Changes: Added concrete examples of each category

Categorize GitHub commits for release notes.

Categories with examples:

**New Features** - Wholly new capabilities
Examples: "Add user authentication", "Create dashboard view"
Not examples: "Improve search" (enhancement)

**Enhancements** - Improvements to existing
Examples: "Improve search performance", "Update API format"
Not examples: "Add search feature" (new feature)

**Bug Fixes** - Corrections only
Examples: "Fix memory leak", "Resolve timeout"
Not examples: "Improve performance" (enhancement)

**Documentation** - Content updates
Examples: "Update API docs", "Fix typo in README"

Exclusions (do not include):
- Commits containing: "WIP", "temp", "test only"
- Commits starting with: "Merge pull request", "chore:"
- Internal tooling changes

Commits:
{COMMITS}

Format:
## New Features
- [commit message]

## Enhancements
- [commit message]

## Bug Fixes
- [commit message]

## Documentation
- [commit message]

Results:

  • Feature versus Enhancement much clearer
  • Better exclusion of WIP commits
  • More consistent categorization
  • Some internal changes leaking
  • Test-related commits sometimes included

Accuracy: 83% - Getting close


Version 4: Refined production

After several test runs on different repositories

Changes: Added keyword indicators, comprehensive exclusions, and format specifications

You are helping categorize GitHub commits for release notes.

Review the following commits and categorize each one according to these standards:

## Categories

### New Features
**Definition:** Wholly new capabilities that didn't exist before

**Examples:**
- "Add user authentication system" (Correct)
- "Create new dashboard view" (Correct)
- "Introduce webhook support" (Correct)

**NOT Examples:**
- "Improve existing search" (This is an enhancement)
- "Update authentication flow" (Enhancement to existing)

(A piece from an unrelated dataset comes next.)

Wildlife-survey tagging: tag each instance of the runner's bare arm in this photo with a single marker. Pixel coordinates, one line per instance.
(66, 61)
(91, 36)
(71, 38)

**Keywords:** "add", "new", "create", "introduce", "implement"
(Only if describing wholly new functionality)

### Enhancements
**Definition:** Improvements to existing features or functionality

**Examples:**
- "Improve search performance by 50%" (Correct)
- "Update API response format" (Correct)
- "Optimize database queries" (Correct)

**NOT Examples:**
- "Add search feature" (New feature)
- "Fix search bug" (Bug fix)

**Keywords:** "improve", "update", "enhance", "optimize", "increase", "better", "refactor"

### Bug Fixes
**Definition:** Corrections to existing functionality that wasn't working as intended

**Examples:**
- "Fix memory leak in parser" (Correct)
- "Resolve login timeout issue" (Correct)
- "Correct validation logic error" (Correct)

**NOT Examples:**
- "Improve validation performance" (Enhancement)
- "Add validation to new field" (Part of new feature)

**Keywords:** "fix", "bug", "resolve", "issue", "correct", "repair", "hotfix", "patch"

### Documentation
**Definition:** Updates to documentation, guides, or API docs

**Examples:**
- "Update API documentation" (Correct)
- "Fix typo in README" (Correct)
- "Add usage examples to guide" (Correct)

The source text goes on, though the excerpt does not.